The group also made the most of the small towns we traveled through, singing karaoke at a Thai restaurant in New South Wales or biking to nearby seal colonies on the South Island of New Zealand. One story that summarizes this group was the ride into Delegate, a tiny town near the Snowy Mountains of southeast Australia. The day’s ride took us through 126 km of beautiful gum tree forests. Most riders enjoyed a full day of sunshine. The final riders, though, had one kilometre to go when the skies opened up. They arrived absolutely soaked, but the group was waiting inside the country pub with a hot meal and cold drinks after another memorable day down under.
Sheelagh noticed the generosity of the riders as they pedalled through SE Asia
The 2022 Bamboo Road riders are an incredible group for many reasons. For one, they are a uniquely positive crew. They’ll come in after a challenging day in the pouring rain or the blazing sun with big smiles on their faces, joyful to have spent the day out on their bikes. They are also a generous group. They look out for each other in every way – always quick to offer a tool, a tube, a band-aid, or a Garmin tutorial to others in need.
They are a wonderfully supportive group. On one of the toughest climbs of the tour, a rider got a flat. Several other riders stopped in the rain and set to work. One grabbed a patch kit, another checked the tire for the culprit, while two more set about patching the tube. It doesn’t matter if it’s the hardest day, they’ll never leave a fellow rider behind.
Finally, they are an impressively experienced and well-travelled group. Around the dinner table you’ll hear stories of people cycling across Africa, canoeing in the Arctic, or hiking up a volcano. There’s never a dull moment with this bunch. All of this means the 2022 Bamboo Road has been a special journey, filled with positivity, kindness, generosity, and knowledge, all the way from Hanoi to Singapore.

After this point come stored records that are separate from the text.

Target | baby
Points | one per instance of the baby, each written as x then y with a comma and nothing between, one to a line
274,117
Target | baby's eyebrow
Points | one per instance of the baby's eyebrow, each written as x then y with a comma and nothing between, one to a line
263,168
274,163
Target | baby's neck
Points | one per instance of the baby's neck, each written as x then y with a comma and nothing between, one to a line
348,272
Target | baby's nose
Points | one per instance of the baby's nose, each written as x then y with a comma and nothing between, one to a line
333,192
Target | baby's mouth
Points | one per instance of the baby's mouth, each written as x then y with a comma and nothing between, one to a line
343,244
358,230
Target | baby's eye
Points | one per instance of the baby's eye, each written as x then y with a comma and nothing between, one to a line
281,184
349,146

Sarah explains the lessons learned and fun had across North America
The riders who rode the 2022 North American Epic were tough, strong willed and able to keep things positive on some of the toughest days. They weathered harsh climates, hot weather, strong winds and remote camps in their nearly 6 months on tour. In this time they have travelled from the Northwest Territories down the western United States and Canada, through Mexico and all the way down Central America.
This group has been together for almost half a year. They have gotten to know each other very well. Birthdays were always celebrated over the top! Songs were sung, cake was made, gifts were given and in one case even a piñata was smashed. In Central America riders would rush to the hotel to watch Fifa world cup matches. A game developed where each rider was given a country and whoever’s country won the finals would win a prize. There is one rider on the tour who collects turtle statues and the riders and staff have banded together multiple times to help him find the perfect piece for his collection.
Early on in the tour, the Dempster Highway in northern Canada was very challenging being so remote. This proved difficult as there was an 11 day stretch without a grocery store. Groceries had to be shipped to a nearby gas station and then driven 150 kilometres to camp. Riders experienced this remoteness in different ways. For some it was their first time camping in these conditions. One night in the early hours winds swept through camp taking some of the pop up shelters for a ride. Tents were flapping aggressively in the wind, ready to take flight. One rider went around to each tent while the others were sleeping and hammered in extra stakes, yelling, “don’t worry, it’s just me.” The group has been through so many different climates and situations together. From remote camps to beach side hotels. From chilly mornings to blazing hot sun. They’ve helped each other through and have learned so much along the way.